What’s deliberately not on the diagram

  • IAM policy details — per-Lambda execution role inline policies are minimal (one bucket prefix, one or two tables, SES on a single sending identity, Bedrock invoke on one model, Secrets Manager read on the Google service-account secret).
  • Per-business rules schema — rules.yml is a single Drive doc with sections for services, working hours, blackouts, capacity caps, ranking preferences, and tone.
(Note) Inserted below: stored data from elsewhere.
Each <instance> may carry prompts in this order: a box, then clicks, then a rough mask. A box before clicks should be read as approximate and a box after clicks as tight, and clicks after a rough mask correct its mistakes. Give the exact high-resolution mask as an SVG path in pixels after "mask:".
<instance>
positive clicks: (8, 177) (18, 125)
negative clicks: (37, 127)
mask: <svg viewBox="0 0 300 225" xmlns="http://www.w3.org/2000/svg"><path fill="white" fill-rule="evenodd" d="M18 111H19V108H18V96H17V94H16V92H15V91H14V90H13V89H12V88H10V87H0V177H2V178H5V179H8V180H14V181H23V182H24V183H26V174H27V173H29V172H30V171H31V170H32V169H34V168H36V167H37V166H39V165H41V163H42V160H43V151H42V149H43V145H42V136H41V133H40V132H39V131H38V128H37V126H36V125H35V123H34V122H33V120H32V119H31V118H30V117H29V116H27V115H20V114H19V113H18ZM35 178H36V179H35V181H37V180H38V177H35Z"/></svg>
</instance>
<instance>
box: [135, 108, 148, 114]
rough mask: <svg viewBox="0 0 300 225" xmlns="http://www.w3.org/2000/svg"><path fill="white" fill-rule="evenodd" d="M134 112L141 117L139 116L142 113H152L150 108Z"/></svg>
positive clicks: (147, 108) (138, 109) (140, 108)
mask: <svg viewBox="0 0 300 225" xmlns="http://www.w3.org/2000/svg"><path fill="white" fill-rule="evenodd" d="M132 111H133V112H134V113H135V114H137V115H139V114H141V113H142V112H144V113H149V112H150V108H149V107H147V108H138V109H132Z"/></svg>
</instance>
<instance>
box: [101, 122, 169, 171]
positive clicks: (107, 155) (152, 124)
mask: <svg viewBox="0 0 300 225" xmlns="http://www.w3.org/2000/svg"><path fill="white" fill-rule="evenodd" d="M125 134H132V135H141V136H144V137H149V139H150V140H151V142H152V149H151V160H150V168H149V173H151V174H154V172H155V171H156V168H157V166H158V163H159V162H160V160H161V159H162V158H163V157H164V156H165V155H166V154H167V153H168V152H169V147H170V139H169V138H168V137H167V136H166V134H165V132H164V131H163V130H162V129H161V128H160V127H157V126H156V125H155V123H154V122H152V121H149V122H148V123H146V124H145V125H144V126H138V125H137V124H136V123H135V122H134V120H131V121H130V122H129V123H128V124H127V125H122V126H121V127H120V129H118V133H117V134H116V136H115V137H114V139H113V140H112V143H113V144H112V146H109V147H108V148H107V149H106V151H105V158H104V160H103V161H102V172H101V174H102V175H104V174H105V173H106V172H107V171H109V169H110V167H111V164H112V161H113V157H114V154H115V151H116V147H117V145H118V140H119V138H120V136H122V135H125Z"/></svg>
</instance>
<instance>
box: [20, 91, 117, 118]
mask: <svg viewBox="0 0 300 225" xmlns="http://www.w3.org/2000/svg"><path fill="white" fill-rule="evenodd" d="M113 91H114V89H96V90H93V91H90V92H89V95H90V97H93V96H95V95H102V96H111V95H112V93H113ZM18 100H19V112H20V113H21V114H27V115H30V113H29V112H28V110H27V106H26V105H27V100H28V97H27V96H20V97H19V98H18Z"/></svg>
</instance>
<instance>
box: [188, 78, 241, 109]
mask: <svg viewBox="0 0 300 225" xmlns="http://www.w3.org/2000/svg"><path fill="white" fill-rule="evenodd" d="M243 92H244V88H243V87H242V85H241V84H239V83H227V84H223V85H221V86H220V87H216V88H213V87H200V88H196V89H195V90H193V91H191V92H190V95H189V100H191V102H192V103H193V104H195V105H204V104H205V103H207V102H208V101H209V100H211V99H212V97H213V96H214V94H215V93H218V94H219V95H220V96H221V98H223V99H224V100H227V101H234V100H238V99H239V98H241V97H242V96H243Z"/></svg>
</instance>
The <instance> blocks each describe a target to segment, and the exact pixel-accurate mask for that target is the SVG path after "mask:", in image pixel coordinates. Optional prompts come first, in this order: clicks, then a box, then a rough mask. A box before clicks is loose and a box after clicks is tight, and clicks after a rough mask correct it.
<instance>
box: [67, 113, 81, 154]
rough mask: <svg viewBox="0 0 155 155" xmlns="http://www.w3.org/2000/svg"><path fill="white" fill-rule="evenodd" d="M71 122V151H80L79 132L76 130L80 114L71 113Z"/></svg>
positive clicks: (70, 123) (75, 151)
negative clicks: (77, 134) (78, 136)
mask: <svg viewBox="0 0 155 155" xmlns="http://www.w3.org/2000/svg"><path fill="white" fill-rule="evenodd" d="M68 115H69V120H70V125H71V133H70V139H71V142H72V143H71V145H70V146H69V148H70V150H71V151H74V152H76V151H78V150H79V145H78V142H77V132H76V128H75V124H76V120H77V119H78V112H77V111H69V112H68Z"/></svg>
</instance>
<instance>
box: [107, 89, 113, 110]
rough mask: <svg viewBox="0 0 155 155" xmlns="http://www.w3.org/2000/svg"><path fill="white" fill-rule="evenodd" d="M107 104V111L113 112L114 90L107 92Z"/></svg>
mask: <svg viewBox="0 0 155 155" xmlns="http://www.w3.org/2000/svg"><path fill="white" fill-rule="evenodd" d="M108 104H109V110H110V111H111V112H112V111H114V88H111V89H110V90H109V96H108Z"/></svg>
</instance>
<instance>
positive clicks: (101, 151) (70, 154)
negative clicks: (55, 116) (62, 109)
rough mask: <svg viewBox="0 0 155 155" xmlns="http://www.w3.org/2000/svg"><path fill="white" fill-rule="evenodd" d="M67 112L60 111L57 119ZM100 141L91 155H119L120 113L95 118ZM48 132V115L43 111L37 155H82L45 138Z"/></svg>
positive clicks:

Updating sections updates the assistant’s behaviour without a deploy.
  • X-Ray tracing — on for fn-parser, fn-scheduler, and fn-confirmer, sampling 100% during tuning, 10% in steady state.
  • Microsoft 365 swap-in — if you’re on Outlook/Exchange, replace the Google Calendar v3 calls with Microsoft Graph getSchedule and events.create. Same shape, different SDK, same idempotency story.
  • Bedrock Knowledge Bases — managed retrieval that can replace the explicit S3 Vectors + Titan Embeddings setup with a single connector. Worth picking when the bring-your-own-rules-file pattern isn’t strictly required; the catalogue is small enough that the explicit path is also fine.
  • Bedrock Guardrails contextual grounding check — managed grounding-and-relevance scoring. The custom confidence_score per field in fn-parser is roughly the same idea hand-rolled; swapping to Guardrails moves the thresholds into console configuration and adds PII redaction on every model call. Worth turning on once the in-code thresholds are stable.
  • SMS lane — an SMS surface (Twilio number → Lambda Function URL) slots in next to the email and form intakes with no other architectural change. Keeping it off the default diagram so the per-request cost stays in the always-free band.

If you’re recreating this

Start with Build & Deploy alone (a single Lambda, no triggers). Once git push reliably updates an empty stack, get a Google service-account credential into Secrets Manager and verify a hard-coded freebusy call from a Lambda. Then the form intake and a stub scheduler that always returns three made-up slots. Then the real five-filter scheduler. Then the claim/write/confirm/remind confirmer (one step at a time — the claim’s atomic write is the part most worth integration-testing with parallel invocations). Then the email lane and the parser. Cross-cutting (audit, logs, alarms, budget, archive) goes in from day one.